En la teoría, a uno le pagaban por las clases que dictaba en el aula de clase. Pero esta institución (y ocurre lo propio con muchas otras) no reconocía que, tras una clase de dos horas, había una preparación de muchas más: de selección de textos, de análisis de metodologías, de preparación de material didáctico. Tampoco notaba que, luego de la aplicación de un examen corto o una evaluación o un taller, uno debía invertir varias horas extra en corregir errores, en revisar equivocaciones y, sobre todo, en tratar de colegir de una hoja qué había hecho mal.
Cuando alguien reduce la transmisión del saber a unas cuantas horas (como si de un acto público se tratara), obvia el hecho de que la ronda de preguntas viene luego de que acaba la función. Uno sabía que, cuando acababa su clase y quedaba alguna asignación, su correo electrónico se llenaría de mensajes de estudiantes pidiendo ayuda, labor que nadie, salvo en ocasiones los mismos estudiantes, reconocería.
El dilema es hoy aún peor: gracias a la tecnología, la persecución de algunas instituciones educativas se ha extremado. Ya no importa la calidad de los contenidos, ni el tiempo que se invierta en la preparación de los contenidos, ni las horas de lectura y aprendizaje: no.
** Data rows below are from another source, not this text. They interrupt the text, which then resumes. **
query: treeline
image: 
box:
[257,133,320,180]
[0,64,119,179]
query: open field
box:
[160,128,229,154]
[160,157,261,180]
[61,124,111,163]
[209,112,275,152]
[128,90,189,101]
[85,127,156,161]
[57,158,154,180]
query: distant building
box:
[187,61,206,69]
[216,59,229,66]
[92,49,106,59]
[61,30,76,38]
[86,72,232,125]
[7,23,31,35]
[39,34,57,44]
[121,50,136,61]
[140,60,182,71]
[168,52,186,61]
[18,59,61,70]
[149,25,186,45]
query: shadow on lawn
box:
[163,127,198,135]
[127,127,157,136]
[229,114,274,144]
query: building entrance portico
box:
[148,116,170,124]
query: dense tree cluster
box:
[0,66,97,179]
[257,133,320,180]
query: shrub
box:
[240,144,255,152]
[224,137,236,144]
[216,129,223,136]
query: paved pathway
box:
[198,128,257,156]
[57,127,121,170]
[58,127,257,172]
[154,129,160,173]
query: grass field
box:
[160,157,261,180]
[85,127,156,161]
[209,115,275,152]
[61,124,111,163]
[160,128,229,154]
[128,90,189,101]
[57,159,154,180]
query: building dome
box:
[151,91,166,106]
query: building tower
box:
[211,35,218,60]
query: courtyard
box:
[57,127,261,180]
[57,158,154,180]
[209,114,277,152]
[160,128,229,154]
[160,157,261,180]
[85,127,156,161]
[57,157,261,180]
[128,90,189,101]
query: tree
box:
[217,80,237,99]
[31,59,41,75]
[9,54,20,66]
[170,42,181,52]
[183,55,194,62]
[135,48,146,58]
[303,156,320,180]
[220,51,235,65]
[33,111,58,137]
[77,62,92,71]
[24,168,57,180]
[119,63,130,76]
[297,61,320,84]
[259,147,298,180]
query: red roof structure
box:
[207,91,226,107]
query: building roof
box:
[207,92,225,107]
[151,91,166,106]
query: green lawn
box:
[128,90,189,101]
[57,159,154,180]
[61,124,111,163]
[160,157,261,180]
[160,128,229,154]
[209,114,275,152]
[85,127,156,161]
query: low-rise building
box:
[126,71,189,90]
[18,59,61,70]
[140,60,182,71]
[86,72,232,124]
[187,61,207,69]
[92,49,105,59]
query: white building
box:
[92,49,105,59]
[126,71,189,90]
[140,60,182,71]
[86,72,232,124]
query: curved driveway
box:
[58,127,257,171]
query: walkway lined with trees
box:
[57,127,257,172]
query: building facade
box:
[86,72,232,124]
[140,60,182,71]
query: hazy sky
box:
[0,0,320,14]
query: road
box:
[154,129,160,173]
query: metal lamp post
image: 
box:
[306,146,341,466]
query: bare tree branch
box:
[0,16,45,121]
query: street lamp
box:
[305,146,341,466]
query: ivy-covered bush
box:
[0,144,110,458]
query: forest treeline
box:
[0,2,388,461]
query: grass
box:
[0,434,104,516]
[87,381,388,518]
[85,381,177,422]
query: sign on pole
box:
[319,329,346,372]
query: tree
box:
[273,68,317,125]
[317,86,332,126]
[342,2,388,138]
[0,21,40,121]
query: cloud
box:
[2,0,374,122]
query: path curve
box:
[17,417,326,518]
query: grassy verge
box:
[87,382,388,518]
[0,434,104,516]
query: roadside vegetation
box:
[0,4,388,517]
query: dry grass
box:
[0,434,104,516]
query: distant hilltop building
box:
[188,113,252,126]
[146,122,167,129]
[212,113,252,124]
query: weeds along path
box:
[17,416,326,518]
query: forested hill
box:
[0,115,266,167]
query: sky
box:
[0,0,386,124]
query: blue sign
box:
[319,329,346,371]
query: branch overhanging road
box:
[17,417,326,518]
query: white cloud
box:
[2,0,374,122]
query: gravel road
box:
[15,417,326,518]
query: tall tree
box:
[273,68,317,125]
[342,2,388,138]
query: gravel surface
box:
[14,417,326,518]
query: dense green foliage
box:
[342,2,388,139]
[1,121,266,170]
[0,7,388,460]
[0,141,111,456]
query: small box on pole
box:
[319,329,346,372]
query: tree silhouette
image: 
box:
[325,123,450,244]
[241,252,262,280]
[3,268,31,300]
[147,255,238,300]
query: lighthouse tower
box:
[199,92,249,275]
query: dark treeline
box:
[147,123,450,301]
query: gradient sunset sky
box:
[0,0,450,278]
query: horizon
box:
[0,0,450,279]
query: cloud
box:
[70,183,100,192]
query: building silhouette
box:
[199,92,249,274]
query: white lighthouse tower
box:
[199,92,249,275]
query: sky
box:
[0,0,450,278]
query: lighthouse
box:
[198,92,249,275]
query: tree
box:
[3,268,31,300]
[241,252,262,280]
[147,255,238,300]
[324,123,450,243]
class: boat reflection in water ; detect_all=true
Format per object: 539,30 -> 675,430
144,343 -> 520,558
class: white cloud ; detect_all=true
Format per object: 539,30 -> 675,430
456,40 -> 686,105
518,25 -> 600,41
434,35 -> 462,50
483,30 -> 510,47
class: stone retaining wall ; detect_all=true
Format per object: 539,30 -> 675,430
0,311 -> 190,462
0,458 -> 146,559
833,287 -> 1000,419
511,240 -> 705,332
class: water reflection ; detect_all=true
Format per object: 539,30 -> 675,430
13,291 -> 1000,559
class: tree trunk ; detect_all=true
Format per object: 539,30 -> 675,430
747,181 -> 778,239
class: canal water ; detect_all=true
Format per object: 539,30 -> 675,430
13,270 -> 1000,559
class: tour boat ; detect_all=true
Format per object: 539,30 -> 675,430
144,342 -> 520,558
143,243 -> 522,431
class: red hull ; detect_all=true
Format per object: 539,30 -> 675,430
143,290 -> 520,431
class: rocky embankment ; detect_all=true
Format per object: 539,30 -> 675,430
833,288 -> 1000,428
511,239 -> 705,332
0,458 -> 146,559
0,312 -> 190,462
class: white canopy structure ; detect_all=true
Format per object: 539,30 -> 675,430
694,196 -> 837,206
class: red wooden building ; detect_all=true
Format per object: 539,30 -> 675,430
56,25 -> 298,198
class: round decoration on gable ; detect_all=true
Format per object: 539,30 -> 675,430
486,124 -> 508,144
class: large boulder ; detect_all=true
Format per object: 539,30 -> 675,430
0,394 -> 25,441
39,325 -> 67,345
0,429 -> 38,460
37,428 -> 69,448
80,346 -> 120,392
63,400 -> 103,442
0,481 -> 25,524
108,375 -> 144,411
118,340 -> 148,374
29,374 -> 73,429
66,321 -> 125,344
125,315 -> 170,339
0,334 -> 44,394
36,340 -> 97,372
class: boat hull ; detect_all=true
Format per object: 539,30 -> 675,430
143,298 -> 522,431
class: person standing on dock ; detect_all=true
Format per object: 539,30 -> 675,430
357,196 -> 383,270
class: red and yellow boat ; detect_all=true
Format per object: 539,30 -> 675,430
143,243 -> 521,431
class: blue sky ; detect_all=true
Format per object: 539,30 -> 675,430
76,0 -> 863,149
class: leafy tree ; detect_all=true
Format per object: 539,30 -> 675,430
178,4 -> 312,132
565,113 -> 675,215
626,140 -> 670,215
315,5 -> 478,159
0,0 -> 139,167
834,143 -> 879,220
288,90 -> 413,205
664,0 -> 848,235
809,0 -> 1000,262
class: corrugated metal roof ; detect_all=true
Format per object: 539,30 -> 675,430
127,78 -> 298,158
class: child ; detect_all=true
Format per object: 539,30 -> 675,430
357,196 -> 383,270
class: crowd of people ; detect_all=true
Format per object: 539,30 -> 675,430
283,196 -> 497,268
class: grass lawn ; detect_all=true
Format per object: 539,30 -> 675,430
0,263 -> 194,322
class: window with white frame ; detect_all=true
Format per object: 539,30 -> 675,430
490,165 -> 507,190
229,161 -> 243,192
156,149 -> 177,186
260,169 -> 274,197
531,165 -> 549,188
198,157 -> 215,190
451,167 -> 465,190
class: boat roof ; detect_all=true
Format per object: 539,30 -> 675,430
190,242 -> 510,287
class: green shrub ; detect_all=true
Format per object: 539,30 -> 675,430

Lo único que importa es que el profesor virtual ingrese a la sala a la hora en punto y se retire de ella a la hora en punto. ¿Y si no dice nada útil en toda la clase?, ¿y si invierte todo su tiempo en improvisar?, ¿y si es un completo desastre como maestro? No importa, porque, como entró a la hora en punto y se fue a la hora en punto, cumplió.
Y vuelvo, así, al sueño con mi amiga, que de hecho ocurrió en este mundo —en esta imaginación colectiva—, unos días atrás. Me decía que no se había sentido tan decepcionada en mucho tiempo: que las clases virtuales le desagradaban, que la metodología no funcionaba y los directivos no entendían nada. Yo no tuve mucho por decirle, salvo que la pandemia nos había puesto a pensar a todos, a reflexionar sobre la forma como concebimos la rutina y a darnos cuenta de que el tiempo es en realidad una invención del mercado. Solo añadiría a mi respuesta algo en lo que justo me acabo de fijar: que esta pandemia, además de acabar con los cuerpos, también está matando las mentes.
*Ingeniero de Petróleos y profesor de Literatura.